GenEditBio conducts in vivo testing of its ePDVs in wet labs, with the experimental results continuously fed back into the AI system to refine its predictive accuracy for subsequent iterations.

Zhu asserts that efficient, tissue-specific delivery is an indispensable requirement for in vivo gene editing. She argues that her company's methodology not only lowers the cost of goods but also standardizes a process that has historically proven challenging to scale.

“It’s like getting an off-the-shelf drug [that works] for multiple patients, which makes the drugs more affordable and accessible to patients globally,” Zhu explained.

Her company recently secured FDA approval to commence trials for a CRISPR therapy targeting corneal dystrophy.

As is often the case with AI-driven systems, progress in biotechnology eventually confronts a data challenge. Accurately modeling the intricate edge cases of human biology demands a significantly larger volume of high-quality data than researchers currently possess.

“We still need more ground truth data coming from patients,” Aliper stated. He added, “The corpus of data is heavily biased over the western world, where it is generated. I think we need to have more efforts locally, to have a more balanced set of original data, or ground truth data, so that our models will also be more capable of dealing with it.”

Aliper highlighted that Insilico's automated laboratories generate multi-layer biological data from disease samples at scale and without human intervention, which is then fed directly into its AI-driven discovery platform.
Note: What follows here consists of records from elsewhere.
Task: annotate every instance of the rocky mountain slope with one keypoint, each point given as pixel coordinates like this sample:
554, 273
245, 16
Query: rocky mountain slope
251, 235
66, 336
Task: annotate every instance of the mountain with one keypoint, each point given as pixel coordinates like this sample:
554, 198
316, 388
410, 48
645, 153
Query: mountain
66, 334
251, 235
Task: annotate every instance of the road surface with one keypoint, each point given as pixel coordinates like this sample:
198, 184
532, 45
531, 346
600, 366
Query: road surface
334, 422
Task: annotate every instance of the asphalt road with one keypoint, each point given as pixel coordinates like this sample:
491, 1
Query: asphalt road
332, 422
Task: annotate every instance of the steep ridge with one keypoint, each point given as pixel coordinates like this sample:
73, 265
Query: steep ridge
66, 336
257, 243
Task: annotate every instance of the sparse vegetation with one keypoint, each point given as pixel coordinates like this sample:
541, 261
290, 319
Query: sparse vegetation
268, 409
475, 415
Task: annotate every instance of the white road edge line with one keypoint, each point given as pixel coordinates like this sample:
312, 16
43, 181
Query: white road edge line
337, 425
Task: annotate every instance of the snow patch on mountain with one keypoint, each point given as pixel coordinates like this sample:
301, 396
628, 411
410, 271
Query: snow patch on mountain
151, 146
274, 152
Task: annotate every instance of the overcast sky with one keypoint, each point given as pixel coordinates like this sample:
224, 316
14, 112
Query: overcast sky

Zhu posits that the data essential for AI already resides within the human body, honed by millennia of evolution. Only a small fraction of DNA directly "codes" for proteins, while the remainder functions as a comprehensive instruction manual for gene behavior. This information, historically difficult for humans to decipher, is becoming increasingly accessible to AI models, including recent advancements like Google DeepMind’s AlphaGenome.

GenEditBio employs a similar strategy in its labs, testing thousands of delivery nanoparticles concurrently rather than sequentially. The resulting datasets, which Zhu describes as “gold for AI systems,” are utilized to train their models and are increasingly supporting collaborations with external partners.

According to Aliper, one of the forthcoming major endeavors will involve constructing "digital twins" of humans to facilitate virtual clinical trials, a process he acknowledges is “still in nascence.”

“We’re in a plateau of around 50 drugs approved by the FDA every year annually, and we need to see growth,” Aliper asserted. He noted, “There is a rise in chronic disorders because we are aging as a global population […] My hope is in 10 to 20 years, we will have more therapeutic options for the personalized treatment of patients.”